姫恋華〜ひめれんげ〜【改稿版】
 おしずが行方知れずになってひと月あまり。

 彼女の行方は杳として知れなかった。

 さらに、ここに来て、風間新之助まで道場に姿を見せなくなった。

 新之助の無断欠勤は、今日で三日目だ。

 おしずの件に風間が絡んでいるのか。

 それは誰もが思い、しかし口には出せないでいる事だった。

 新之助がいなくなる前、彼はおしずを探し続けていたからだ。

 その真剣な様子からは彼が嘘をついているようには思えず、彼の堅実な人柄からも人攫いをするような人物には思えない。

 それとも、そんな彼に上手く騙されているのだろうか。

 道場に残された者たちの悩みは深かった。

「自身番でも捜索を続けてくれているようだが、足取りは全く掴めぬそうだ」

 たった一人の愛娘がいなくなったことで、柳生はすっかりやつれてしまった。

 何も手に着かないようで、ふらふらと出て行っては深川周辺を歩き回り、娘の手掛かりを探す毎日。

 師範代はさすがに稽古を怠ることはないけれど、それでもそれが終われば街に出て行き夜中まで帰らない。

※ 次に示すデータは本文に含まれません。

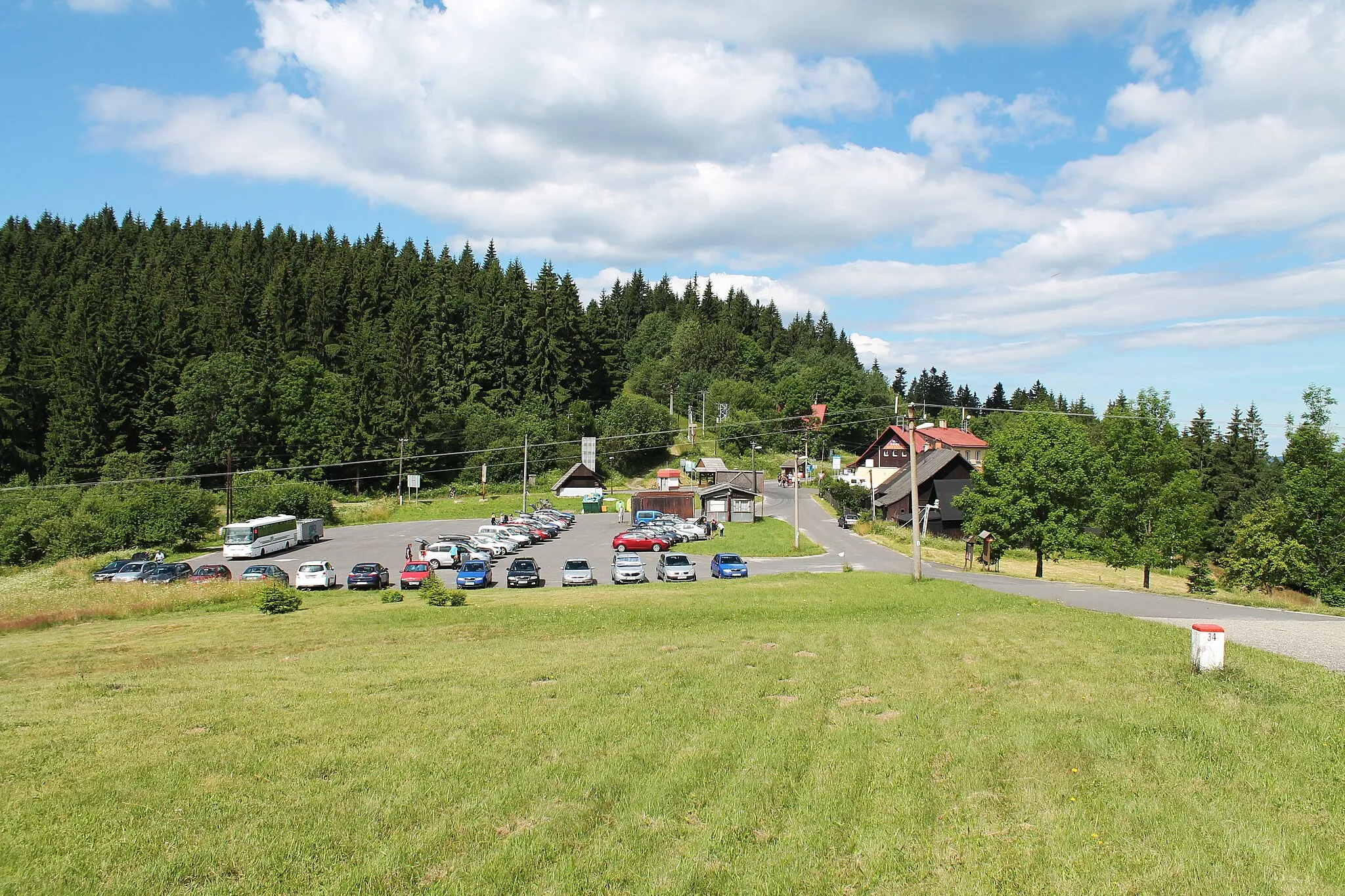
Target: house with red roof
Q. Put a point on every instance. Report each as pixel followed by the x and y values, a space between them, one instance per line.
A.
pixel 892 449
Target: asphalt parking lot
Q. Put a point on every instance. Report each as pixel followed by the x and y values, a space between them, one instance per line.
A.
pixel 590 538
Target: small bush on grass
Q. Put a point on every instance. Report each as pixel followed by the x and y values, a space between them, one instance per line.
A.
pixel 435 591
pixel 276 598
pixel 1200 580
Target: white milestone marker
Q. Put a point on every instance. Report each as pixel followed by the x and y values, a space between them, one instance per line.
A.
pixel 1207 647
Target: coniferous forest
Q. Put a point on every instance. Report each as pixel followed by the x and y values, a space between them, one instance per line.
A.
pixel 137 350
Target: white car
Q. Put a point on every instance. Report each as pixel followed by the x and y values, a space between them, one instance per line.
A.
pixel 627 567
pixel 676 567
pixel 577 571
pixel 690 531
pixel 503 535
pixel 315 574
pixel 494 545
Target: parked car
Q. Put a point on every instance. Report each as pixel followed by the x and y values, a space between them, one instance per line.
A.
pixel 635 540
pixel 108 571
pixel 676 567
pixel 135 571
pixel 728 566
pixel 264 571
pixel 452 554
pixel 475 574
pixel 627 568
pixel 577 571
pixel 315 574
pixel 505 535
pixel 211 572
pixel 169 572
pixel 523 574
pixel 368 575
pixel 414 575
pixel 690 531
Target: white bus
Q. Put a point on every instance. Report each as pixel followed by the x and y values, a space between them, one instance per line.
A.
pixel 259 538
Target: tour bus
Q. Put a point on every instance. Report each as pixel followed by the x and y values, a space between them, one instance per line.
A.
pixel 259 538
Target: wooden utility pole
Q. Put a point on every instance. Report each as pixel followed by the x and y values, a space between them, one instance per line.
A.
pixel 401 456
pixel 915 503
pixel 229 485
pixel 797 500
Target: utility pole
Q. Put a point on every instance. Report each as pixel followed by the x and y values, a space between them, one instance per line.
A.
pixel 704 393
pixel 755 446
pixel 795 500
pixel 229 485
pixel 915 504
pixel 401 456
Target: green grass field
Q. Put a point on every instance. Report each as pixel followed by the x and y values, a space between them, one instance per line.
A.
pixel 767 538
pixel 843 734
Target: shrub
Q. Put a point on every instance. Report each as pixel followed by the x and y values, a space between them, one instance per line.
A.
pixel 435 591
pixel 277 598
pixel 1200 580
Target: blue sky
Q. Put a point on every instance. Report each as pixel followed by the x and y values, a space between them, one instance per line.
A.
pixel 1107 195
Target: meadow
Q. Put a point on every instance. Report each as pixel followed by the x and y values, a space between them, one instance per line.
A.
pixel 767 538
pixel 837 734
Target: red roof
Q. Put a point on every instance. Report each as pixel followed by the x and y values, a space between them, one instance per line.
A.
pixel 929 438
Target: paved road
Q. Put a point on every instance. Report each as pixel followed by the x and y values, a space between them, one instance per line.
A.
pixel 385 543
pixel 1304 636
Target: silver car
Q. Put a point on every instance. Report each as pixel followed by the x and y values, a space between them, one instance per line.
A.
pixel 135 571
pixel 627 567
pixel 676 567
pixel 577 571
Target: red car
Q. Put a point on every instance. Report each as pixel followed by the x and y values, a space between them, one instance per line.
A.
pixel 635 542
pixel 414 574
pixel 217 572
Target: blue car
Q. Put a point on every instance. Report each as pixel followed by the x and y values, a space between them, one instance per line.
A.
pixel 475 574
pixel 728 566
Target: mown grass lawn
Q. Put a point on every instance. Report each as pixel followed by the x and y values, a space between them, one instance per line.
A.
pixel 839 734
pixel 767 538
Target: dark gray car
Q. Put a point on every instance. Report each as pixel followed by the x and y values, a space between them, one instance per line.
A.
pixel 169 572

 ゆらも宗明に付き添われながら、おしずを探していた。

 しかし宗明とて役のある身。

 そう毎日ゆらの付き添いが出来るわけでもなく、彼女のお忍びは数日に一回程度。

 焦る気持ちを抑えて、ゆらは宗明の体が開く日を待っている。

「おしずさん……風間さん……。柳生に関わる人が二人も……」

 そこに関連性があるのか。

 彼女の浅知恵では答えは出せない。

 部屋にいてもじりじりとして落ち着かないので、彼女は庭の樫の木に登って江戸の街を見渡していた。

 ここから見れば、そこはいつもと変わらぬ風景。

 屋根が連なる中に、鐘楼が伸び、その先には遠く富士のお山が見える。

(町は何も変わらないのに……)

 そこに住む人には、思わぬ災難が降りかかる。

「おしずさん……」

 姉とも慕う、おしず。

 どうか無事でいてほしい。

「よし」

 一声上げると、ゆらは枝から飛び下りた。

 ここは思い切って、一人で出かけよう!

 あとのお叱りは甘んじて受ける!

 宗明の重たい拳骨を思い出し、頭頂部に思わず手をやったゆらだったが、これはおしずの為なのだと自分を鼓舞して、塀の破れ目の向こうへと出て行った。